Known for his succinct language and sparse prose, Hemingway’s writing often invites readers to read between the lines to infer emotional dynamics between characters. Murakami emulates this sparse style, particularly in the titular story of the collection, “Men Without Women.” In this story, the narrator receives a phone call in the middle of the night and learns that a former girlfriend of his died. In the aftermath, he realizes that he joins the men without women: “By the end of the title story, its narrator has concluded, in appropriately Hemingwayesque fashion, that when you lose one woman, you lose them all: you become, somehow, the representative of the category ‘men without women’, alone but not singular” (Harrison). The story itself is the shortest of the collection, happening over the course of a few moments in one night. Like Hemingway’s characters, the narrator works through absolutes, believing that the loss of the first woman he loved distances him from other women forever. Across both works, men work to process their emotions and understand the relationships they have with women.

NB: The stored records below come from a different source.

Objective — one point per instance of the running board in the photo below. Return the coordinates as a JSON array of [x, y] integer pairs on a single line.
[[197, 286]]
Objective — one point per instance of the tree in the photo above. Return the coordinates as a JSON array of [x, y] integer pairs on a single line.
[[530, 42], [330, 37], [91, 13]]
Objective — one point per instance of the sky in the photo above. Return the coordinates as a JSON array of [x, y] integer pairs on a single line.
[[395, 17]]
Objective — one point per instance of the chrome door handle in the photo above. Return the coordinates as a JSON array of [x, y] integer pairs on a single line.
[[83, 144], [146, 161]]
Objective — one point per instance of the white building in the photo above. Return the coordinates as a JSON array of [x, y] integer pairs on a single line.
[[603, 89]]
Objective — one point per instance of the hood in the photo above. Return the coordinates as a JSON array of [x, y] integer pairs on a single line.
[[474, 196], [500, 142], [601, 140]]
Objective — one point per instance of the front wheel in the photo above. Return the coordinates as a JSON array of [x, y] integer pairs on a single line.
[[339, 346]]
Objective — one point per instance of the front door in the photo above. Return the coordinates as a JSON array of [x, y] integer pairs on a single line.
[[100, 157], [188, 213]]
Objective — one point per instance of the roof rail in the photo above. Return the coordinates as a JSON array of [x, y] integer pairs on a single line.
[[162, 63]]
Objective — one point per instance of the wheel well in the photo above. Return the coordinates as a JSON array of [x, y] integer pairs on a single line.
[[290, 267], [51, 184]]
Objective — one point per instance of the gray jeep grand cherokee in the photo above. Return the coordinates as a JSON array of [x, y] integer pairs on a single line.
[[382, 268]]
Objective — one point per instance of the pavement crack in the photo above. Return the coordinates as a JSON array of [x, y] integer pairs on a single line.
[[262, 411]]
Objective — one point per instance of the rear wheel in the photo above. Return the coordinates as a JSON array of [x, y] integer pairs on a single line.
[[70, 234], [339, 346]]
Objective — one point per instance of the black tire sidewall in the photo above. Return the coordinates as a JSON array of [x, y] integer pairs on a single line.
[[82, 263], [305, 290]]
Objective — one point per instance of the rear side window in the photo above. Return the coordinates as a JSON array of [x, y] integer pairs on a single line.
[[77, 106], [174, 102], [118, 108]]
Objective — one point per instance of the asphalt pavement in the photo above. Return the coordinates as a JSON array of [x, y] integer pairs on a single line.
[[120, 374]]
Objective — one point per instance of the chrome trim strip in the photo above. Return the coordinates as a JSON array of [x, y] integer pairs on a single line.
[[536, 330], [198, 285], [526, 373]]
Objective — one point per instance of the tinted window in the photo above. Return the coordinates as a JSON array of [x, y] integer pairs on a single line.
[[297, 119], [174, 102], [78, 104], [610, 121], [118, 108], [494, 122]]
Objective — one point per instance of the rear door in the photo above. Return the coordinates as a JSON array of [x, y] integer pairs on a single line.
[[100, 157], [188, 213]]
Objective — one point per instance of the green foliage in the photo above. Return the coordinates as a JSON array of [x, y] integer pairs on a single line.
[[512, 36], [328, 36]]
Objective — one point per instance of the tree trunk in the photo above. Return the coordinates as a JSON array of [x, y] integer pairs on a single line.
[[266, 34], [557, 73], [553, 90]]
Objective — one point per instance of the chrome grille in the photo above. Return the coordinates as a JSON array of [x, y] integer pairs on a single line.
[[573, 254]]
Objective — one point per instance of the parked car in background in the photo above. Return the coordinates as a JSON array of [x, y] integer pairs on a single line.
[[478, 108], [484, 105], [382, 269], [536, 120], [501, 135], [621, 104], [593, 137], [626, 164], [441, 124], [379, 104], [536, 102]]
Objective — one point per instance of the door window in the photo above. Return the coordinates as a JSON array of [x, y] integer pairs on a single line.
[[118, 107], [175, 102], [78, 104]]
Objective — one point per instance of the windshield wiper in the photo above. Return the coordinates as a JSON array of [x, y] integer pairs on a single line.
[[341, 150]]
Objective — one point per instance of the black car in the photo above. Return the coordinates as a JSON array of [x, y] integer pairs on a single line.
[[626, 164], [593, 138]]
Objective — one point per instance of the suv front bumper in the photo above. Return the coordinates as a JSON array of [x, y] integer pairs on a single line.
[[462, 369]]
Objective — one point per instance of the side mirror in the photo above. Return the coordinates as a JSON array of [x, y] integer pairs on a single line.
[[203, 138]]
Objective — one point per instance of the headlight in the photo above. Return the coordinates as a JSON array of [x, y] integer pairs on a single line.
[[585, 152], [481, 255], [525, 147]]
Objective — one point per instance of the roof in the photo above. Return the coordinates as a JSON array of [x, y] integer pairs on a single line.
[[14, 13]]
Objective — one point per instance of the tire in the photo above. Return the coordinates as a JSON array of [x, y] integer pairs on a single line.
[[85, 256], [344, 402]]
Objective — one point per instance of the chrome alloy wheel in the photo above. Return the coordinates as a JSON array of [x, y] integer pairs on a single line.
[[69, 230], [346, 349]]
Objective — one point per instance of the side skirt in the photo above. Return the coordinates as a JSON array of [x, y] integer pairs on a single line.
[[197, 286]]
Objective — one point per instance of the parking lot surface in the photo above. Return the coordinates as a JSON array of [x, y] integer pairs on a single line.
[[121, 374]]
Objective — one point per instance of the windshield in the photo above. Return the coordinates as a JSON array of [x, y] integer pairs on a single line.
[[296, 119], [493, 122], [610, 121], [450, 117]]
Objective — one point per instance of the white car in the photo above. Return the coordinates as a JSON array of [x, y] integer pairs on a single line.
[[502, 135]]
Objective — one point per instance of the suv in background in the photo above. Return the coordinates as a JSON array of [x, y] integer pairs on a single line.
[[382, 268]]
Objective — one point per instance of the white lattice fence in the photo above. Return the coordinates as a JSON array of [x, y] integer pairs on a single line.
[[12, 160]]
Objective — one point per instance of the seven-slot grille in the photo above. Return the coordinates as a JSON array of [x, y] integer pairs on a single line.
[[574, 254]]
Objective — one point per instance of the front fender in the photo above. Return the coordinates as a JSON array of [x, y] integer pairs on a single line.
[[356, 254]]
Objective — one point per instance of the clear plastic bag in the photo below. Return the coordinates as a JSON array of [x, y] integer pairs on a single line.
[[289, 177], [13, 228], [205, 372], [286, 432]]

Murakami takes inspiration from other classic works in the stories of Men Without Women. In the story “Samsa in Love,” Murakami returns to the Prague of Kafka’s novella, The Metamorphosis. In Kafka’s original story, Gregor Samsa wakes up one morning as a giant bug. Murakami inverts this beginning and the narrative as a whole by having the transformation be that of a bug into the man of Gregor Samsa. In the story, Samsa wakes and finds himself disgusted and confused by his new, fleshy body. He has no memory of being Gregor Samsa before, and sees the world through human eyes for the first time.
The unique perspective that Murakami cultivates through this inversion of the plot furthers Murakami’s exploration of men’s attachments to women. Samsa wakes up alone, and his only interactions are with a woman with a hunched back who arrives to fix a lock in the house. While she is there, Samsa experiences new emotions and physical reactions, all related to his fascination with and attraction to her. There is a certain sense of ambiguity for this character, as he discovers the world as a human, rather than a bug. Kafka also employed ambiguity in the work, treating the story as an allegory. In certain ways, Murakami does exactly that, exploring the world of The Metamorphosis but having the transformation be internal rather than external. While Kafka’s Samsa wakes as a bug, becoming an outcast in the world, Murakami’s Samsa experiences his first day as a human, learning how to fit in.